BAIT closes both doors: it keeps data local, and it reminds you to turn provider training off.

Before you start — the pre-flight

  1. Turn training / data retention OFF for your agent (see below).
  2. The database lives outside any repo (~/IMR_biotic_BES_database/).
  3. You’re in a folder that won’t be committed with data — BAIT’s .gitignore / .claudeignore block data files as a safety net.
  4. For sensitive subsets, agree up front on what may be produced or shared.

Turning training off (verify the current setting)

Menus change, so confirm on your provider’s current privacy / data-controls page:

  • Claude / Claude Code: disable the “help improve Claude” / training option (consumer); API / Team / Enterprise inputs aren’t used for training by default, with zero-data- retention available.
  • OpenAI / Codex / ChatGPT: Data Controls → turn off model-training; API isn’t trained on by default, ZDR available on eligible accounts.
  • Other agents: enable the equivalent “privacy mode” / “do not train” / ZDR setting.

When in doubt, prefer API / enterprise tiers with zero data retention.

What’s safe to share

Output Generally OK to share?
Aggregates, counts, summaries
Model parameters (L50, L∞, K, a/b)
Figures & maps (non-sensitive areas) ✅ usually
Maps of sensitive positions ⚠️ aggregate/jitter; ask first
Raw individual records ❌ keep local
Anything Russian-zone / protected-species, position-level ❌ ask first

Dashboards

Run them locally.
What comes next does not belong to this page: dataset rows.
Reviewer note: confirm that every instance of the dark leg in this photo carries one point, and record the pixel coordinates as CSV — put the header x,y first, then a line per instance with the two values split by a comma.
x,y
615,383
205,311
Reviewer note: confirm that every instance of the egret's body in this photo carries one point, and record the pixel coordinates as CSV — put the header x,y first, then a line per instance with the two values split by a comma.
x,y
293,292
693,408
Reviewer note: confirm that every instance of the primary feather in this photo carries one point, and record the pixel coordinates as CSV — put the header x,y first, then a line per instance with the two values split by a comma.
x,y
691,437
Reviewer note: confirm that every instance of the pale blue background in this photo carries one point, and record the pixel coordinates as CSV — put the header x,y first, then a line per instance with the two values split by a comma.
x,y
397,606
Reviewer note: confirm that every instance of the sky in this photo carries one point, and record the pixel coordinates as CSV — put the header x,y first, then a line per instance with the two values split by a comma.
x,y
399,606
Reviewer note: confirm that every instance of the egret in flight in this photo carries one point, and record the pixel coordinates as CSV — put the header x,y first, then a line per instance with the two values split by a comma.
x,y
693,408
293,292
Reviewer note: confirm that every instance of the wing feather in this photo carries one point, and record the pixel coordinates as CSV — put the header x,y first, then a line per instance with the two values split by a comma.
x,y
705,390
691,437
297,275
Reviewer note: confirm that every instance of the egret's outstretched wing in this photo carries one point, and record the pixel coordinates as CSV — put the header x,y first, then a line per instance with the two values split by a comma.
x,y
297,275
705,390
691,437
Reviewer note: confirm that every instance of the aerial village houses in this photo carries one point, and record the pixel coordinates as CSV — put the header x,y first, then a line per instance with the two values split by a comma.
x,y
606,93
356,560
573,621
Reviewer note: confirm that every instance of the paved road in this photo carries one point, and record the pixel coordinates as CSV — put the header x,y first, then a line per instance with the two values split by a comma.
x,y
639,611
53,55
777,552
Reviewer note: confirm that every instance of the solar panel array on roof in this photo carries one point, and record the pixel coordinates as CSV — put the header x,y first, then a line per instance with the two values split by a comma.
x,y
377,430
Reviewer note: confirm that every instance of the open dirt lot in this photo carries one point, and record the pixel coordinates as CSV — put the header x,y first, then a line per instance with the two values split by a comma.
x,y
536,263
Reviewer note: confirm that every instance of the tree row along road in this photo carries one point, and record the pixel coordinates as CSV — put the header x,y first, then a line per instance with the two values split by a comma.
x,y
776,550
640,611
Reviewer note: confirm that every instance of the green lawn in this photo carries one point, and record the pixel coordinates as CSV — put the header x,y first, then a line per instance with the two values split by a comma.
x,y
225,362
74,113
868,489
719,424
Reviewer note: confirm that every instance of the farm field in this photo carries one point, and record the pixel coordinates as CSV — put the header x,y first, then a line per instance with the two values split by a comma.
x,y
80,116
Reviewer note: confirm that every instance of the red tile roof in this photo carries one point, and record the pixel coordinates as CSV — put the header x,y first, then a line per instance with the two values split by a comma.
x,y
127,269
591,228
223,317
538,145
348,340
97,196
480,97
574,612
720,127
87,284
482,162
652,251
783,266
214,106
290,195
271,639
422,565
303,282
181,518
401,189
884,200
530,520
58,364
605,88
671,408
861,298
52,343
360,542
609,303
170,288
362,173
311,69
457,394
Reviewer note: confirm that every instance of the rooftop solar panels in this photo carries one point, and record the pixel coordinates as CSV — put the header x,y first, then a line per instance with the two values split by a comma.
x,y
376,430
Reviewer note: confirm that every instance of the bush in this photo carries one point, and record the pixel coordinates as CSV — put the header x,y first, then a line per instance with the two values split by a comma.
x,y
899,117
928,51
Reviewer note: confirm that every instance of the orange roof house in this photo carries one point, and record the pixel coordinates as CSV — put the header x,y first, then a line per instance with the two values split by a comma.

Never deploy Biotic data to a public host (e.g. shinyapps.io). If you need hosting, it must be inside IMR infrastructure with access control.

If something leaks

Stop, tell your data manager, delete the exposed copy, and rotate any shared access. Data sent to an external service may persist even after deletion — act per IMR policy.

Full operational detail lives in the repo: skills/biotic-privacy/SKILL.md.